CARPE-ID: Continuously Adaptable Re-identification for Personalized Robot Assistance
Federico Rollo, Andrea Zunino, Nikolaos Tsagarakis, Enrico Mingo Hoffman, Arash Ajoudani
TL;DR
The paper tackles the problem of persistent, personalized target re-identification in crowded human-robot interaction settings, where appearance changes and occlusions challenge standard MOT/SOT methods. It proposes CARPE-ID, a continual adaptation framework that couples MOT-based detections with an online re-identification module and a damped EMA–driven update of the ideal target representation and threshold, plus a distractor blacklist for robustness. Key contributions include online target representation updates, dual-damping control for adaptation and stability, and validation in both a lab dataset and a real FollowMe HRI scenario, demonstrating robustness to occlusions and outfit changes with limited re-identification delays. The approach promises practical impact for persistent, person-specific assistance in real-world robotics by reducing re-initialization needs and increasing tracking reliability in dynamic environments.
Abstract
In today's Human-Robot Interaction (HRI) scenarios, a prevailing tendency exists to assume that the robot shall cooperate with the closest individual or that the scene involves merely a singular human actor. However, in realistic scenarios, such as shop floor operations, such an assumption may not hold and personalized target recognition by the robot in crowded environments is required. To fulfil this requirement, in this work, we propose a person re-identification module based on continual visual adaptation techniques that ensure the robot's seamless cooperation with the appropriate individual even subject to varying visual appearances or partial or complete occlusions.
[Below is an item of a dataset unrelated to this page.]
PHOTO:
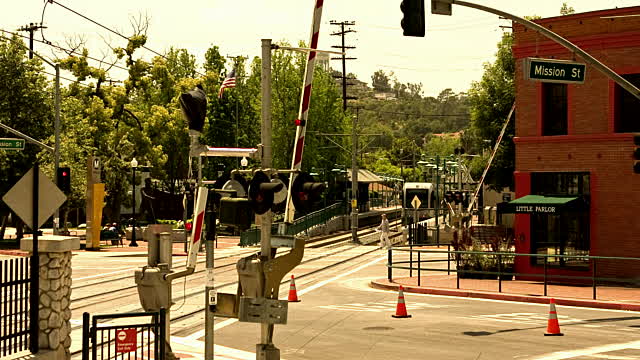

We test the framework singularly using recorded videos in a laboratory environment and an HRI scenario, i.e., a person-following task by a mobile robot. The targets are asked to change their appearance during tracking and to disappear from the camera field of view to test the challenging cases of occlusion and outfit variations. We compare our framework with one of the state-of-the-art Multi-Object Tracking (MOT) methods and the results show that the CARPE-ID can accurately track each selected target throughout the experiments in all the cases (except two limit cases). At the same time, the s-o-t-a MOT has a mean of 4 tracking errors for each video.